# Gettting a softop black again



## Hark (Aug 23, 2007)

I'm hoping to purchase a softtop Z4 next weekend. Have been to see it and arranged everything, the bodywork is in good condition, but there are some dirty marks on the hood. No damage.

What products do you ragtop owners use to bring back the black look and keep it watertight?

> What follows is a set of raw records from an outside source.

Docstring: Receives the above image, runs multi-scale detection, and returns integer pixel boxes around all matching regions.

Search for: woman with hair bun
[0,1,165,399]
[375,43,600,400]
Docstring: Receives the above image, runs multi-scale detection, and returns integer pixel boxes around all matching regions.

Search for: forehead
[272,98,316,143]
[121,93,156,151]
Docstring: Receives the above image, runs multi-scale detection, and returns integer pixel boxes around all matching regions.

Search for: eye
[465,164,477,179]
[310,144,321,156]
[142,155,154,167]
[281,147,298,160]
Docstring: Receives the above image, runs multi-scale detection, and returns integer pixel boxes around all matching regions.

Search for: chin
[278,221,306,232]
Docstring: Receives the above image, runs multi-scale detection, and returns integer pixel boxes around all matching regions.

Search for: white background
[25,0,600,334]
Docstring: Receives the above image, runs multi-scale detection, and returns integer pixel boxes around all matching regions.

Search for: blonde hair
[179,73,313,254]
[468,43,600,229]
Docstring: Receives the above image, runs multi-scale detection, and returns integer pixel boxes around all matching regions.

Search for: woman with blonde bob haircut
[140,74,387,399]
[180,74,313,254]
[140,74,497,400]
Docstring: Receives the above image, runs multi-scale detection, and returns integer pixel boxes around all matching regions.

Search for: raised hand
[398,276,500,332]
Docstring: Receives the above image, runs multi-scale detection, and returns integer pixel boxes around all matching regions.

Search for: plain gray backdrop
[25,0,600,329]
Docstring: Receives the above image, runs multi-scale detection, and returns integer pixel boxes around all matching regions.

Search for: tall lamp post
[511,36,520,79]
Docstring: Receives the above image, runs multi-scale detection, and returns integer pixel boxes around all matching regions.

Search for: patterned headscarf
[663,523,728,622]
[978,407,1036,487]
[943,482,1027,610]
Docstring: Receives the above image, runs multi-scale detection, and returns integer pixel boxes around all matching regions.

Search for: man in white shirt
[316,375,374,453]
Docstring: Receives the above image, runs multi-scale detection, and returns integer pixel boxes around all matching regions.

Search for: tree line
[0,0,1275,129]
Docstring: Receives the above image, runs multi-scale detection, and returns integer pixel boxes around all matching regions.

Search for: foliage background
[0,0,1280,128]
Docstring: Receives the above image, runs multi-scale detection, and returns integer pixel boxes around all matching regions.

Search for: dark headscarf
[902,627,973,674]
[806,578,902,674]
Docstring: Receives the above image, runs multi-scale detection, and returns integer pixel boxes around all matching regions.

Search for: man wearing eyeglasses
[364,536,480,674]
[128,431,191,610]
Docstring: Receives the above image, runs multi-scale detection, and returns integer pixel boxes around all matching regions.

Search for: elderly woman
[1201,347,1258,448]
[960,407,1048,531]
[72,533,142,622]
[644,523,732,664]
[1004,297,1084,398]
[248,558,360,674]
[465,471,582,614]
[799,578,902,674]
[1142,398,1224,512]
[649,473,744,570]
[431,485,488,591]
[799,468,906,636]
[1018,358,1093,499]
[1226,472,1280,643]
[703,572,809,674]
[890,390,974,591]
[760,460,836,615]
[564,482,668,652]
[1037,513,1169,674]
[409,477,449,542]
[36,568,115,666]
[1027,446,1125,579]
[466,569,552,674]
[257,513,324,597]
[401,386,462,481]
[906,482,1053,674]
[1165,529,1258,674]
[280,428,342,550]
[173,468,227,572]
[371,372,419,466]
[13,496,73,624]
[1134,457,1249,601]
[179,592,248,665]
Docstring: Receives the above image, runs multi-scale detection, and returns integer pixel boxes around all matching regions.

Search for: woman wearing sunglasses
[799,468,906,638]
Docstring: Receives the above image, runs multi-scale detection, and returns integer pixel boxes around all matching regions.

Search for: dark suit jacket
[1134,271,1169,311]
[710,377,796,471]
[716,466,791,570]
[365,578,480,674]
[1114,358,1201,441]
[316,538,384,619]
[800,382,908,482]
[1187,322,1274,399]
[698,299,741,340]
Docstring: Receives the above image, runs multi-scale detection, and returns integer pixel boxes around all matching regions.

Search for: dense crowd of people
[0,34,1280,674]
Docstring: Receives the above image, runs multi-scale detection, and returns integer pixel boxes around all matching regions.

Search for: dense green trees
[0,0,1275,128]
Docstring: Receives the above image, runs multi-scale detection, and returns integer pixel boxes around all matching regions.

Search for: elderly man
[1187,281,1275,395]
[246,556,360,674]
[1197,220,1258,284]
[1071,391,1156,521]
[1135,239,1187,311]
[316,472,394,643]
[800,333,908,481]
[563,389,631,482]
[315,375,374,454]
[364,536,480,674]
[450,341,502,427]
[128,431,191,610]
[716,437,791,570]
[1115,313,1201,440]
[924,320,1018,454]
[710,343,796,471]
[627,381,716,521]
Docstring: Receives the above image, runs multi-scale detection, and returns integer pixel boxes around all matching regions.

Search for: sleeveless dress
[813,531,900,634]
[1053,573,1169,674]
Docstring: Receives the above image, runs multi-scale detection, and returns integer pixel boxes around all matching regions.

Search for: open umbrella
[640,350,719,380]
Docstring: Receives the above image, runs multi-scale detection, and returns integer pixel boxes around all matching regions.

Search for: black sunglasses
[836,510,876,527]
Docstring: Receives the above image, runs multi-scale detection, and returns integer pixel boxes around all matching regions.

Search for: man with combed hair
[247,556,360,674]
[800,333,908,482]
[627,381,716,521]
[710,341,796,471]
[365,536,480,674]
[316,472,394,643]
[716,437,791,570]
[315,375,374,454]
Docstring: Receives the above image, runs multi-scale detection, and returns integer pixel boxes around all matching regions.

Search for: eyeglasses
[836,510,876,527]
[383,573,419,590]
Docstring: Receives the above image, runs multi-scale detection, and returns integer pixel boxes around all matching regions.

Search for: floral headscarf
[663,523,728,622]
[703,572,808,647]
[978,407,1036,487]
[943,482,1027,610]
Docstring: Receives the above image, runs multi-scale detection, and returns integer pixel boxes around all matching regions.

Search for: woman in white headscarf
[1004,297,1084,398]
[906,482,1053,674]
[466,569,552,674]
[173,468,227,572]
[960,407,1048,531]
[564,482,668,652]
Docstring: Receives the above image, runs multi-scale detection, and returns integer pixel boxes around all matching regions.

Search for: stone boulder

You can see the marks here.


----------



## bozzy96 (May 26, 2009)

Oh crap, have I gone on the BMW forum again ?????? :lol: :lol: :lol: :lol: Fabsil buddy 2 or 3 coats and it looks like new !! 8)


----------



## bigsyd (Jul 9, 2008)

when we had our roadster the roof was in about the same state, all i did was a large bucket of Luke warm water a large jug of warm water with a few drops of APC (all purpose cleaner) i completely soaked the roof with the Luke warm water, then using the warm water with APC and one of them small bristle brushes , i gently agitated the roof to clean it, then a wash down with open hose pipe and then a jug of warm water with the correct dilution of Milton sterilising fluid  gently using the brush rub that in, leave for five Min's and wash down thoroughly with open hose pipe, 
one the fabric is dried i then applied 2 coats of fabsil (bloody great stuff) it has a natural looking darkening affect . so my roof was looking a bit Gray turned a lovely new look black, and the beading from the fabsil is as good as Any wax on metal

guess what i will be doing this weekend on the TTS :roll:


----------



## Hark (Aug 23, 2007)

Cheers guys.


----------



## YELLOW_TT (Feb 25, 2004)

Have a look at Daves how to at the top of this section


----------



## TOGWT (Sep 1, 2010)

Faded fabric - caused by ultra violet radiation (UV-B) photo degradation or acidic attack; to help to keep or revive the colour - Renovo Soft Top Reviver a paint-on product that restores faded colour 
www.renovointernational.com/faq.html (Convertible top care by Renovo International)


----------



## Jac-in-a-Box (Nov 9, 2002)

YELLOW_TT said:


> Have a look at Daves how to at the top of this section


Absolutely young man :wink: :lol:

All you need to know in here - it works!

viewtopic.php?f=31&t=115683

Dave


----------



## TT K8 (Sep 13, 2009)

I'll second the Johnson BB and Fabsil route. Just make sure you wash the car on a sunny day afterwards and have your camera ready as your roof will be studded with Swarovski crystals!


----------